The application for Android that allows additional protection by locking apps with a password.
This is a browser for android, directing traffic through the Tor network, blocking scripts and forcing https connection when possible. Definitely recommended, but still in the development phase (so it sometimes has annoying shortcomings). For iPhone owners: Onion Browser (iOS app paid $ 0.99.)
We wondered for a while whether or not to include mail encryption in this guide. Let’s say that manual encryption requires a little bit more technical knowledge and is maybe not of direct use in the day to day working life of the journalist.
However, when Snowden looked for a journalist to help him with the publications of his files, he looked for a journalist that could correspond with him safely. And that took some time, since most journalists are not ready. It takes about a day to get ready for it, and then you can open an encrypted discussion whenever you need.
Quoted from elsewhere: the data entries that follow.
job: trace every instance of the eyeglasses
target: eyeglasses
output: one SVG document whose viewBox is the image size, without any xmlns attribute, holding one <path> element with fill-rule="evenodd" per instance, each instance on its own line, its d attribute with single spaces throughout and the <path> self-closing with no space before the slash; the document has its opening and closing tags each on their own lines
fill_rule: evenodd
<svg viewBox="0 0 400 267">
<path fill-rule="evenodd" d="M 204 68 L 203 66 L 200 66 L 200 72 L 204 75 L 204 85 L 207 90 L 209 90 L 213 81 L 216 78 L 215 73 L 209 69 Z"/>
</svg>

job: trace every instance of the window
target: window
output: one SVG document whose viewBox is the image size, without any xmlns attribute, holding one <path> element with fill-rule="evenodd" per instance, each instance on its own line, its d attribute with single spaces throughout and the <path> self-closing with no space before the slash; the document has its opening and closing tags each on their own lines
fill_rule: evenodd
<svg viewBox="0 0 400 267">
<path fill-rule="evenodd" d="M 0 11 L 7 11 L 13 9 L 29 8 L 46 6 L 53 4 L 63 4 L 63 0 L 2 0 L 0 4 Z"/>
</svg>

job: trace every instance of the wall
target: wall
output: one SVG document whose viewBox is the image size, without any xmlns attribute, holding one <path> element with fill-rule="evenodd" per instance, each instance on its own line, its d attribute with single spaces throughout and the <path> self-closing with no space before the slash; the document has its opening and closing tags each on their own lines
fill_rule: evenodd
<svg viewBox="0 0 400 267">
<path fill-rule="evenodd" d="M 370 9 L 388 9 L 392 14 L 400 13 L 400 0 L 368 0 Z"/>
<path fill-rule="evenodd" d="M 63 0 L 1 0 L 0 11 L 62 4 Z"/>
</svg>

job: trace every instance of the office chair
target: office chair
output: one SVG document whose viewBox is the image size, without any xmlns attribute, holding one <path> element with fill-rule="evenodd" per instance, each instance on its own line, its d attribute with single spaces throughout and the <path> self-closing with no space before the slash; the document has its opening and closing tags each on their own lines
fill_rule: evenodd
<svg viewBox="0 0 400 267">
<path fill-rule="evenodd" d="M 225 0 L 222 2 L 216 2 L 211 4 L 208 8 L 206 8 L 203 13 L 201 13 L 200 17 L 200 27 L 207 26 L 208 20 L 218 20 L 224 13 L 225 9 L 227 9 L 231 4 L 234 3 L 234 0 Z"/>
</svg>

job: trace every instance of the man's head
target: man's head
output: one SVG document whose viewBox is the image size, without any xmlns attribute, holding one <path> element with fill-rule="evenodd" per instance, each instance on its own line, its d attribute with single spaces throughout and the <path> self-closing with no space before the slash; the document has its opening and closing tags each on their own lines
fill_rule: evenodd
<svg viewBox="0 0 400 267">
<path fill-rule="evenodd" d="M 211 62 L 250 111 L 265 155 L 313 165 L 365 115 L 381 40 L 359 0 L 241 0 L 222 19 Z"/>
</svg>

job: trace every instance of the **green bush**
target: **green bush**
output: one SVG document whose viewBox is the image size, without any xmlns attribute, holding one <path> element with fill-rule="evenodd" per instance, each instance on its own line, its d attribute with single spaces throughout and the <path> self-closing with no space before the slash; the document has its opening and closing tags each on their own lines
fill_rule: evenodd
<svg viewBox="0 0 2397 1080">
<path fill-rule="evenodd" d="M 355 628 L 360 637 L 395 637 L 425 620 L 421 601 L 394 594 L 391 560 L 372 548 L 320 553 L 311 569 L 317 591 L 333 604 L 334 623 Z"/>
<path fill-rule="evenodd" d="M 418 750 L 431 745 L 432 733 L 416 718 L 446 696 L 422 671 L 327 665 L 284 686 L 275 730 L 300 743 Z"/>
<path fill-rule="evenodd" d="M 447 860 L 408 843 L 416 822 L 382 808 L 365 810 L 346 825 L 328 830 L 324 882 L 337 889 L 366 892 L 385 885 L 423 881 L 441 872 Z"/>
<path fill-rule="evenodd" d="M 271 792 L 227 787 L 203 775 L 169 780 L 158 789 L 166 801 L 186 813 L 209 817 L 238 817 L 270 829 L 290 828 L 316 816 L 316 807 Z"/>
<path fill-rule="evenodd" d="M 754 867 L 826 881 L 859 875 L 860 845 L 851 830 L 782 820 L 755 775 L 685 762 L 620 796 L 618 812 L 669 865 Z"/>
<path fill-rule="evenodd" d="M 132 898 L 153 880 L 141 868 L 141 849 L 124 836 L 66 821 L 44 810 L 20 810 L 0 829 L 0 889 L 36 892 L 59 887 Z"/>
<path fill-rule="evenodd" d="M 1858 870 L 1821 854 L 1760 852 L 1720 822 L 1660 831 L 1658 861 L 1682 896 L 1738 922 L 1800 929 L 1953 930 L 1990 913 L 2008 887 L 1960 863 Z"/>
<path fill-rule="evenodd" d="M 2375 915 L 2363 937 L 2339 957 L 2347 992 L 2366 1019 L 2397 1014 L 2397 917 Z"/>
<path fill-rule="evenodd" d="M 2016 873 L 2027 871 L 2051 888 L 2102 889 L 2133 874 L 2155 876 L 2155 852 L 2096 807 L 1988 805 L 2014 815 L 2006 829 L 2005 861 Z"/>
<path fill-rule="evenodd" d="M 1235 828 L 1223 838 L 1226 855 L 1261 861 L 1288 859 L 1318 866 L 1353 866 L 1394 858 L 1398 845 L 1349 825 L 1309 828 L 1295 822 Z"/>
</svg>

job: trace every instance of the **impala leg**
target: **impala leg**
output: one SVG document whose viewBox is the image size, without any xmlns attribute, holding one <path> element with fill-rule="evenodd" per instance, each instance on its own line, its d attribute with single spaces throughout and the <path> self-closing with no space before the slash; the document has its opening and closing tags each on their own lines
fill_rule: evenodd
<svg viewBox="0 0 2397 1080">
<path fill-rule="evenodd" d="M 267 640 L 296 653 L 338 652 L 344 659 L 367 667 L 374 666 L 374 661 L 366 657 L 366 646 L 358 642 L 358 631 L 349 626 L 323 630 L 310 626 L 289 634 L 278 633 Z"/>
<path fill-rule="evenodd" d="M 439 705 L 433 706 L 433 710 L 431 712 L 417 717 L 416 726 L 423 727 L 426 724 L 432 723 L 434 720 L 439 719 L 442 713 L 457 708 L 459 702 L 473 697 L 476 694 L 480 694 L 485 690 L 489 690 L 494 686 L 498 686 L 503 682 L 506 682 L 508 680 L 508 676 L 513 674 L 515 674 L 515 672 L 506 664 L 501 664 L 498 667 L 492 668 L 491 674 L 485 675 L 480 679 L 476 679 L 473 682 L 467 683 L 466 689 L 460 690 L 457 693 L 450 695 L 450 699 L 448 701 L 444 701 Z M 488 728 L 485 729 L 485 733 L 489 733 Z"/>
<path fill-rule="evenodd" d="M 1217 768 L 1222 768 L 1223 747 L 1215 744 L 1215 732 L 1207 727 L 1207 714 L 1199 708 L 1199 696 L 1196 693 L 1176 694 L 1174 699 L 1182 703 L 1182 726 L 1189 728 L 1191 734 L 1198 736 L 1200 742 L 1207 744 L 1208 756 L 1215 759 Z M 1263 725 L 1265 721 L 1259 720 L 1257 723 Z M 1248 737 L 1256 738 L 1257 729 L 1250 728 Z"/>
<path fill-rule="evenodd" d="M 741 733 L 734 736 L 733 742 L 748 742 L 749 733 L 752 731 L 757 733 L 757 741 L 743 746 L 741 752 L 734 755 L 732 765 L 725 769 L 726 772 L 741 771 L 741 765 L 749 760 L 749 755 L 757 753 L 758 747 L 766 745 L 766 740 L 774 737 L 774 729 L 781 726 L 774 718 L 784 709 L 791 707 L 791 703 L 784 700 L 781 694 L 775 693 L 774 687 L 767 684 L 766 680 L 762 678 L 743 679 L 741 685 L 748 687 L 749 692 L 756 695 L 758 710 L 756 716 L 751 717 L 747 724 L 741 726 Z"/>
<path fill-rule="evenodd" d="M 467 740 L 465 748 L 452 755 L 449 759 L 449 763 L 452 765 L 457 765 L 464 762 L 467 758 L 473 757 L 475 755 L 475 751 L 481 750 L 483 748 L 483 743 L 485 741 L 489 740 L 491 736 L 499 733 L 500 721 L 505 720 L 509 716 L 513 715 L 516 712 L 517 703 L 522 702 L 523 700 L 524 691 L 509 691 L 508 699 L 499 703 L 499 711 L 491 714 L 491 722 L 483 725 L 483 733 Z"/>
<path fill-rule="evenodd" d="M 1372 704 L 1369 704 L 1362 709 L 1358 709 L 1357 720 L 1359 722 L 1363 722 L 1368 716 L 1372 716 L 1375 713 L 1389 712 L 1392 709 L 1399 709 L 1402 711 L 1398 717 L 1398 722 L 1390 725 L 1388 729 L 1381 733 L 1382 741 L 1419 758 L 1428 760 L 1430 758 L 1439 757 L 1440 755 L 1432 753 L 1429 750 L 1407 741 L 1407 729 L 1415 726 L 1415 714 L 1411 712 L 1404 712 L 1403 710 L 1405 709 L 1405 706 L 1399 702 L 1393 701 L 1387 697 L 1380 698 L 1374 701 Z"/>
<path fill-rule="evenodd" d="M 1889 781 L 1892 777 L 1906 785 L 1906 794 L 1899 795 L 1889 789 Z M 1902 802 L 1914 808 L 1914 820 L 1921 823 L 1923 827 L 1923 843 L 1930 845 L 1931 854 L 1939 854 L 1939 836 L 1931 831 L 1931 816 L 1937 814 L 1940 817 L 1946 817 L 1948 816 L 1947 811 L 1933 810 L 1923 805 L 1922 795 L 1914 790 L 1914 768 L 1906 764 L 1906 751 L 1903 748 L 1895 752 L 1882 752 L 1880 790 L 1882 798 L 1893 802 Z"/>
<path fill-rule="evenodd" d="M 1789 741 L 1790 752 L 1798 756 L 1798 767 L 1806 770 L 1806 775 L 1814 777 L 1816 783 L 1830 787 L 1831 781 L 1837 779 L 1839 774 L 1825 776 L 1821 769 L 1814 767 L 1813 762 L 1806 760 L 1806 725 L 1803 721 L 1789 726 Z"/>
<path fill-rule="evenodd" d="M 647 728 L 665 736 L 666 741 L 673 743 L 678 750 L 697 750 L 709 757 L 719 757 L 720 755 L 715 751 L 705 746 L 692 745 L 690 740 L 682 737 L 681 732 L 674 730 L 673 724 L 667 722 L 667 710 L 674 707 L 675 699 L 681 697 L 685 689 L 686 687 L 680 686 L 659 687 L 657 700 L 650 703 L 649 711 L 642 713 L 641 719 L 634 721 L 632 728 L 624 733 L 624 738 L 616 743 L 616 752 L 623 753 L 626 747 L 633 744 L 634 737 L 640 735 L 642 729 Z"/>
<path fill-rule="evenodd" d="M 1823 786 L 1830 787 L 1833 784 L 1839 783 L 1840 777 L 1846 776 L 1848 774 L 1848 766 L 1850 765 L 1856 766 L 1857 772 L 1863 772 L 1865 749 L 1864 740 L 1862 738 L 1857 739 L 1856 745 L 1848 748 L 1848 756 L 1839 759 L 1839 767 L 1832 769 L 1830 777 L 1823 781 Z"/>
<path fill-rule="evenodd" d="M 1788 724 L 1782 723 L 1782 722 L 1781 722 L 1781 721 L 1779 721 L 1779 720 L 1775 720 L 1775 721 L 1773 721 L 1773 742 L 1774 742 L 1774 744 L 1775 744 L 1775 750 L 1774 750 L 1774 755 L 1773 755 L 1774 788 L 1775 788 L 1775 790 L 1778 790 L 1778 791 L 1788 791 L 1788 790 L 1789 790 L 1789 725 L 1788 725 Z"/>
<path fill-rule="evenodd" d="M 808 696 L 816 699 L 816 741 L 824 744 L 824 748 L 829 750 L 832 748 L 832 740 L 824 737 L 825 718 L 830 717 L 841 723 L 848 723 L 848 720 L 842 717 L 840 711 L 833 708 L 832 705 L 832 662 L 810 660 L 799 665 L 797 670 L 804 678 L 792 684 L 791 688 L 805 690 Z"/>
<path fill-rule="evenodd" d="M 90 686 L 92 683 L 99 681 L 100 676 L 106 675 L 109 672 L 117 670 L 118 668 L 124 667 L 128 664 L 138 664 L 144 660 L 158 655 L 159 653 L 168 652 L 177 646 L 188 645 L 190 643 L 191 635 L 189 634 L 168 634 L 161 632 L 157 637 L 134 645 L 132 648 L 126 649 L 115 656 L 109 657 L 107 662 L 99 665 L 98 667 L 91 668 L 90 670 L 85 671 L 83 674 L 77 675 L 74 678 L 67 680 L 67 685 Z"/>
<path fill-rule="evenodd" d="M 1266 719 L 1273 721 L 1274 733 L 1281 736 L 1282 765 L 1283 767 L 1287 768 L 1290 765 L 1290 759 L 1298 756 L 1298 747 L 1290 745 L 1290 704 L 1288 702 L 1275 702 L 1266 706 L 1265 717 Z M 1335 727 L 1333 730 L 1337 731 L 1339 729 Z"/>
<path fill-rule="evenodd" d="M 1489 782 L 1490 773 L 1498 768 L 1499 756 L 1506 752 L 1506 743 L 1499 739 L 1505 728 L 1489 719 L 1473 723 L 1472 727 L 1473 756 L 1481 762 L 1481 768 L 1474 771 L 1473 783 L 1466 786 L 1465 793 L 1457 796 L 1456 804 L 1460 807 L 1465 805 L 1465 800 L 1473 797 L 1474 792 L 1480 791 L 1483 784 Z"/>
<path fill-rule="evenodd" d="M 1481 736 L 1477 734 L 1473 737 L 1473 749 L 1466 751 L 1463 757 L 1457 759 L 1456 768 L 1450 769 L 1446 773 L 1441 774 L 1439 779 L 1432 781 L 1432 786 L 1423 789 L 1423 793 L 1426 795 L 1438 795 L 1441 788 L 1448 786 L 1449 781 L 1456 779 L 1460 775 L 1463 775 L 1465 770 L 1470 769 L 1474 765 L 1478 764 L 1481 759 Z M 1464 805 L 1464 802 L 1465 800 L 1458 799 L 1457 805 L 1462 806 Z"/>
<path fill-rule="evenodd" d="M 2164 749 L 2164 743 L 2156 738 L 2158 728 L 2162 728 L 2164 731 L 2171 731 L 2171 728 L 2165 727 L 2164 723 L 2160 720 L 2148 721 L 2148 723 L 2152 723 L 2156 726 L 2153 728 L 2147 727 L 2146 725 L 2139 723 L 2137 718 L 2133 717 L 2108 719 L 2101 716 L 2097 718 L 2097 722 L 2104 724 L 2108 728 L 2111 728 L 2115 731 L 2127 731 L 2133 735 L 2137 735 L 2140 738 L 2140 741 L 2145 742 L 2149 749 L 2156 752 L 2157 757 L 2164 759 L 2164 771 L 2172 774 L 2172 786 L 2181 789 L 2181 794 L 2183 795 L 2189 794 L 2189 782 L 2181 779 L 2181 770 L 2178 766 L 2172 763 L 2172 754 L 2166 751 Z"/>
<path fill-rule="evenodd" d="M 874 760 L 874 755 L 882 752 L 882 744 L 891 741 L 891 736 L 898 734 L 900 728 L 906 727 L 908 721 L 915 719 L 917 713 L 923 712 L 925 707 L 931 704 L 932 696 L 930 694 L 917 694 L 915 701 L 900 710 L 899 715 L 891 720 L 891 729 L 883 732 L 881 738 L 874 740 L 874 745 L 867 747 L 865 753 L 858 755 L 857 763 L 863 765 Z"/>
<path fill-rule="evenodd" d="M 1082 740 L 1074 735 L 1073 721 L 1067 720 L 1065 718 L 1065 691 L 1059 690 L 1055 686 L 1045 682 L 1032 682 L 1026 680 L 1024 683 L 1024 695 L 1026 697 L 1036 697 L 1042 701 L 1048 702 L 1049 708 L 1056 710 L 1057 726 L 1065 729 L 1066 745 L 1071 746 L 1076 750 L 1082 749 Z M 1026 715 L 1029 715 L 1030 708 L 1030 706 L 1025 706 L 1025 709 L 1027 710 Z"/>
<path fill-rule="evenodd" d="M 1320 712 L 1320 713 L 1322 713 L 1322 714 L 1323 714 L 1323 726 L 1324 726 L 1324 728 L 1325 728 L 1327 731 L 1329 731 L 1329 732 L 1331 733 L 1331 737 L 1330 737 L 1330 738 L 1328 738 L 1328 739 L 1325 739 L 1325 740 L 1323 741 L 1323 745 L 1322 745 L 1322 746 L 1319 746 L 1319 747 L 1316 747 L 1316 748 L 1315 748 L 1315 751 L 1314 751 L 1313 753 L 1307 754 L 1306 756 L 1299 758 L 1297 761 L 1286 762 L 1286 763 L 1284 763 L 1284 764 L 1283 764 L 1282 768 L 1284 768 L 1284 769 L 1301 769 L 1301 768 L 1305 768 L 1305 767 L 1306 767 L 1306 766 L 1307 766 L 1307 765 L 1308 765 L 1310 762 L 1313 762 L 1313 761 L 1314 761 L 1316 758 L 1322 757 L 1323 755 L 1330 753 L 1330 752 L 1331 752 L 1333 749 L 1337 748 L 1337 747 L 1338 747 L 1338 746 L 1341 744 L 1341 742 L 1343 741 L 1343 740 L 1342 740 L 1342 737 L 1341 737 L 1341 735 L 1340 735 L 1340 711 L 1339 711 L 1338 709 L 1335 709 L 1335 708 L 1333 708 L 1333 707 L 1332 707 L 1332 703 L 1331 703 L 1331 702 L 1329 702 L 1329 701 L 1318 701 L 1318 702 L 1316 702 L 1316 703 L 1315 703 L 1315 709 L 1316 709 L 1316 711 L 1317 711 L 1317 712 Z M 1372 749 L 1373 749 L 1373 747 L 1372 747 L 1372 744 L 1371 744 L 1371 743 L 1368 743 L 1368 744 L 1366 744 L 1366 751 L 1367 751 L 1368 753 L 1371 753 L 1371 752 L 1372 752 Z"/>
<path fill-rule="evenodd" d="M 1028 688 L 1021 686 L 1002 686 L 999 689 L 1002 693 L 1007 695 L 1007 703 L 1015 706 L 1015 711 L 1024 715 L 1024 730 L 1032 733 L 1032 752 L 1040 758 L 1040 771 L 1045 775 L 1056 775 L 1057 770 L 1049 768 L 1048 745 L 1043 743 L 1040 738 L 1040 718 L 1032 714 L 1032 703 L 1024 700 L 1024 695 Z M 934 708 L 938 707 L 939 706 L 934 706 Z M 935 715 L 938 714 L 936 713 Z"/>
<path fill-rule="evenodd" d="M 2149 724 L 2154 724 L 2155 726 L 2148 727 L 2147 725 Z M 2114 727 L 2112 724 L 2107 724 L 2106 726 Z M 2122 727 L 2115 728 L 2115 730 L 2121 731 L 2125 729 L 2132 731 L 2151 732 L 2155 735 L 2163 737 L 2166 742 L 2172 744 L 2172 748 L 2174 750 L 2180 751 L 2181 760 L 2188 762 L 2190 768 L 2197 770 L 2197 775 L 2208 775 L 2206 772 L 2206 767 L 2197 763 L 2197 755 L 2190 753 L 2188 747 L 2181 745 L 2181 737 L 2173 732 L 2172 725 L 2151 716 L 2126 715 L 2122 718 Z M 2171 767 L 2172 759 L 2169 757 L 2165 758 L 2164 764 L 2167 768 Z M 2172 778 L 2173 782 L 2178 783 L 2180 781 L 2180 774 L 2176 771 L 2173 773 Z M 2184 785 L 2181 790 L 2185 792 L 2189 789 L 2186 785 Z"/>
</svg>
The standard for mail encryption is Pretty Good Privacy (PGP). It turns understandable text into incomprehensible strings of letters and numbers for the outsider. PGP will not only encrypt mail for you, but whatever you wants: files, text, pictures, et cetera. If offers you two keys: one to lock files (your public key) and one to unlock them (your private key). This is what an asymmetric key means: one to encrypt and one to decrypt. When you send an e-mail to someone, you look for his/her public key, encrypt the text, and the recipient is the only one that can open the text. Make sure that you’re key is a so called 4096-key, so it’s extremely hard to unlock.
You will need a program that creates a key for you and that handles the encryption for you. We use the GPG-suite, which is free and creates and maintains keys for you. And here’s Jerzy J. Gangi, who explains in easy language how to set it up: The best PGP tutorial for Mac OS X, ever. After that, you can lock and unlock messages with just a single key combination. In case you ever want to share something secret with us, or just want to test, here are the ‘fingerprints’ that give you our keys:
Dariusz Jemielniak: 799A D915 6E37 2A29 2BD0 396C 0705 82C7 A83A 81ED
Tim de Gier: 6E6F 3292 061C A3AC 3F5F 137D 699E E50B 0648 E4E3
Some advanced questions
What to use in the end, VPN or Tor? Or both?
Both Tor and VPN have advantages and disadvantages (technically speaking is Tor is specific type of VPN). Tor exposes us to control by output channels and is also much slower. VPN transfers the burden of trust from the Internet Service Provider to the provider of the VPN (ensures privacy but not anonymity). You can use both solutions at the same time — here’s a description of how to do it , and here another way to do it (Tor -> VPN, VPN -> Tor, et al.). There are also solutions like, for instance. Privatoria , allowing the machine to combine both solutions (with allegedly considerable expense in speed. We have not tested this).
Is this all?
Of course not. This is a selection. It would be easier to make a list of 20 than 6. There are many other important issues in masking your identity. We identify ourselves in the end also by a MAC address (although that can be masked as well). This guide is primarily a basic package that facilitates privacy of our communication.
Why do you not recommend … (here insert the name of the program)?
We got a lot of correspondence with queries about specific programs. Quite a few don’t list any motivation — some are substantive (explained in the text, eg: Why not recommend Telegram, WhatsApp, or Mega). Suggestions are welcome, of course, but I recommend only solutions that we tested, and which are well reviewed.